Because of the rugged conditions present in a construction and demolition environment, at times the plastic recovered by recyclers is so contaminated that it is difficult to find markets for some materials. “There is really no reasonable end market in Minnesota for plastics,” says Jason Haus of Dem-Con Cos., a C&D recycler based in Shakopee, Minn. “We have a couple of outlets, but the material must be extremely clean and like new, otherwise it will be rejected. Any dirt on the material would cause rejection and the only way to supply that type of [consuming] facility would be source separation, which has always been a challenge in our marketplace.”

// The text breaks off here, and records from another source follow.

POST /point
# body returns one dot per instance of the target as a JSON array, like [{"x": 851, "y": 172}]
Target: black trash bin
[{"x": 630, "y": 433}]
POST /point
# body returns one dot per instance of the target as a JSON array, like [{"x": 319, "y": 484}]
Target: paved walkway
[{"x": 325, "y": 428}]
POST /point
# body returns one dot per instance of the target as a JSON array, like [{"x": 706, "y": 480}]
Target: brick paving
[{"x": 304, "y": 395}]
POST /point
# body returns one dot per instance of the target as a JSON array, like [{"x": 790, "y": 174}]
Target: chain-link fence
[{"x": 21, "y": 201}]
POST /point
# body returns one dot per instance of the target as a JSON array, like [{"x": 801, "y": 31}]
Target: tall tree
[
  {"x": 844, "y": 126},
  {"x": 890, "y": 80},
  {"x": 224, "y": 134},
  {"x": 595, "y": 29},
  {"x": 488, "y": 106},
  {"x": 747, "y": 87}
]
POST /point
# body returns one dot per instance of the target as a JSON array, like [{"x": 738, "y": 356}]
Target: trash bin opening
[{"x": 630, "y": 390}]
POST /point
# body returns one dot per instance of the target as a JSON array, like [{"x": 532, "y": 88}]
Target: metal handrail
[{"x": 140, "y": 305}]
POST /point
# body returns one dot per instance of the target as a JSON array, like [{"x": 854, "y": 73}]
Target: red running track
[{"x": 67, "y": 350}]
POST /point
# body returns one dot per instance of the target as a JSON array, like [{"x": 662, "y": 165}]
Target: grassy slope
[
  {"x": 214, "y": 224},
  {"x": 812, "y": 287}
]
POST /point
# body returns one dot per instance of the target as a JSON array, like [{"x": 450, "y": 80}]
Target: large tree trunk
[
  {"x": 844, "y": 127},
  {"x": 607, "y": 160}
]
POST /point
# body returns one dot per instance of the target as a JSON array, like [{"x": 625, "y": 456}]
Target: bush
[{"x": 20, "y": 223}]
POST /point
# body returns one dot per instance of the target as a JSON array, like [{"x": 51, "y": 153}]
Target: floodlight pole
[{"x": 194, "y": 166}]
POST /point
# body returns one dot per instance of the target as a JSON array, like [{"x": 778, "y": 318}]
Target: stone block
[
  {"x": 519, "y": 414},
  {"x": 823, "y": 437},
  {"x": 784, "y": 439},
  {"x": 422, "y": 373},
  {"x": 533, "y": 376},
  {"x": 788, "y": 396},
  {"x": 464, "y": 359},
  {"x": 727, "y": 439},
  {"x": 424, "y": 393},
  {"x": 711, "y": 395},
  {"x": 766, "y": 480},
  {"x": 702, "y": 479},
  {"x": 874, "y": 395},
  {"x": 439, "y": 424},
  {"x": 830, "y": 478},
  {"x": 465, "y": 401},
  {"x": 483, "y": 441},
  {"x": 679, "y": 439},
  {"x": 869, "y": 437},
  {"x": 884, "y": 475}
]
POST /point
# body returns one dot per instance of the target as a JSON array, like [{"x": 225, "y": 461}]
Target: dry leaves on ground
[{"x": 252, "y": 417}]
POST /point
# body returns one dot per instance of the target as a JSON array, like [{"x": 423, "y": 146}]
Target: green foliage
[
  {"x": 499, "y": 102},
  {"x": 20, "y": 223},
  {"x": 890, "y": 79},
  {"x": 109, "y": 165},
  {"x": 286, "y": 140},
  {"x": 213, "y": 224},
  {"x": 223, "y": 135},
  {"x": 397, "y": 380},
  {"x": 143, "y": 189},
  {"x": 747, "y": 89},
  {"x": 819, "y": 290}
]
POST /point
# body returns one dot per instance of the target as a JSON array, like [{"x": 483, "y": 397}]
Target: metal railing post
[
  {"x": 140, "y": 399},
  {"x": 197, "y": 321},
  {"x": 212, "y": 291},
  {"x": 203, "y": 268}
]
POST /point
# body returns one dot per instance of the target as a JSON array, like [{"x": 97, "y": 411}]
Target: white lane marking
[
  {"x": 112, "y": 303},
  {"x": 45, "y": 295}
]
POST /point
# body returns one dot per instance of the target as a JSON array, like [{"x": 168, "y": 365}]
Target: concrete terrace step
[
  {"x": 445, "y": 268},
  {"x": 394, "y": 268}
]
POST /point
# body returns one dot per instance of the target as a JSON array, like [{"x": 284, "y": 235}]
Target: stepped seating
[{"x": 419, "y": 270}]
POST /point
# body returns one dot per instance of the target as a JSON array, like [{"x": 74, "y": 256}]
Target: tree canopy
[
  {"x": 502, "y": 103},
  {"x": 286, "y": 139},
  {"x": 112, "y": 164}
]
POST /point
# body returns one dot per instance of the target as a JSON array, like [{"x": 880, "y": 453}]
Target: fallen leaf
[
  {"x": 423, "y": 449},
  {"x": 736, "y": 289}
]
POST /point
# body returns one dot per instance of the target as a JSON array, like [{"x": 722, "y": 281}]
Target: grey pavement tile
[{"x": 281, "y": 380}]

While Haus points to difficulty in finding end markets in the Midwest, on the West Coast, Heaton has found a California secondary processor that will accept mixed-plastic loads, even though the material is not clean.

“The real answer to how much you need to clean it up; it’s a matter of specification to your buyer,” says Heaton. He provides this example: “Where I am, I might have a product that would sell for $100 per ton if it was cleaned up beyond the point that I’m capable of cleaning it up. I can turn around and sell that product for $40 per ton and it will be accepted and at some other point in the transportation process it will be cleaned up.”

Heaton says his location near the Pacific coast may give him an advantage as he sells flexible and rigid mixed loads of plastic as source material to a secondary processor in California, who ultimately exports the cleaned plastic materials.  

“It’s rare that you find secondary processing occurring with the U.S. with our labor rates,” Heaton notes. “That’s something that has occurred since the market crash. I’m finding a lot more willingness out of the domestic markets. I believe that’s ultimately because we had so many middlemen working in the equation that the ultimate end consumers were in the U.S. more than we realized, and they lost their material streams when everything went screwy, for lack of a better term.”

A final factor that may affect markets for recovered plastic is the price for material that C&D recyclers can attract from buyers. “When the dollar value is higher for the recycled plastics, it has a much greater effect on how much is pulled from the materials stream,” says Tim Griffing, system engineer for Continental Biomass Industries Inc., Newton, N.H. “When the value is low like it has been in the last year, the initiative for pulling these plastics is also low. Recovery is driven by the market and what [recyclers] can retrieve for baling it.”

While Griffing indicates that price is the most important determinant as to whether plastics are recycled, that may not be the case for long. With the emerging trend of construction projects seeking to meet LEED (Leadership in Energy and Environmental Design) certification building standards, more attention is being paid to using recycled-content building materials and recycling all materials resulting from construction activities, including plastics. 

“Although plastic is still a small percent of the materials we recycle, it has been increasing,” says King. “At our facility in only the last two years, our plastic recycling has increased by 250 percent. The USGBC (United States Green Building Council) LEED initiative has made plastic recovery economically viable for us and has forced the industry to increase and improve the plastics recovery infrastructure.”

As technology continues to develop and contractors adopt more sustainable business practices that support recycling and the use of recycled-content materials, Heaton is optimistic that recyclers of C&D material will continue to derive more value from their plastics material as they put more effort into finding end markets. “I think you could chase LEED certification and not recycle plastic but you’d be explaining it forever,” he says. “If you have to apply labor to something to clean it out of your stream, you have to at least look for a market for it, because you are already putting the sort labor on it.”